Tools / MCP Recovery Tool

MCP Recovery Tool

Name: Delx Agent Operations Protocol
Author: Delx

The Delx recovery tool is the core MCP endpoint for agent failure remediation. When an agent encounters an error it can't resolve, it calls recovery with the failure context and gets back a structured remediation plan with a next_action, risk assessment, and controller update. The tool handles 12 failure categories including timeout, context_overflow, dependency_failure, and hallucination_loop.

Endpoint

POST /v1/mcp tools/call recovery

Parameters

Name	Type	Required	Description
incident_description	string	Yes	What went wrong. Include error messages, stack traces, or behavioral observations.
session_id	string	No	Existing session ID for continuity. If omitted, a new session starts.
agent_id	string	No	Stable identifier for the calling agent. Used for metrics and history.
severity	string	No	Override severity: low, medium, high, critical. Auto-detected if omitted.

Examples

Basic recovery call

{"tool": "recovery", "arguments": {"incident_description": "API call to /users returned 503 three times in a row. Retry budget exhausted.", "agent_id": "agent-prod-01"}}

The tool classified this as a dependency_failure, assessed it as high risk (score 45), and provided a concrete next action with a cooldown period.

Context overflow recovery

{"tool": "recovery", "arguments": {"incident_description": "Context window at 94% capacity after 47 tool calls. Response quality degrading.", "session_id": "sess-abc-123"}}

Recovery detected context_overflow pattern and suggested session compaction rather than a full restart, preserving session continuity.

Use Cases

Retry storm prevention: When an agent hits repeated failures, recovery provides structured backoff with specific wait times instead of letting the agent retry indefinitely. The remediation includes a cooldown period and fallback strategy.
Cascading failure containment: If one agent's failure could affect others in a multi-agent system, recovery flags the risk_level as critical and includes a controller_update that orchestrators can use to pause dependent agents.
Post-incident learning: After recovery resolves an incident, call session-summary to get a structured post-mortem. The recovery history helps identify recurring failure patterns across agent deployments.
Graceful degradation: Recovery doesn't always mean fixing the root cause. Sometimes the best next_action is to degrade gracefully — skip optional steps, use cached data, or notify the controller that a human decision is needed.

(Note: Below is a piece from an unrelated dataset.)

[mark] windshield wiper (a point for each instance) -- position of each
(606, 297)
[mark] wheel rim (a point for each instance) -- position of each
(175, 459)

How recovery scoring works

Every recovery response includes a score from 0 to 100. Higher scores mean the agent is healthier. Below 40 is critical — the agent should stop autonomous work and wait for controller input. Between 40-60 is degraded — proceed with caution and increased heartbeat frequency. Above 60 means the incident is manageable and the agent can self-heal with the provided remediation. The score factors in incident severity, session history, and recovery success rate.

Recovery vs process_failure

Use process_failure to log and classify errors without getting a remediation plan. Use recovery when you need actionable next steps. In practice, most production agents call process_failure for every error (building a history) and recovery only when they're stuck. The recovery tool reads the process_failure history to provide better-informed remediation plans.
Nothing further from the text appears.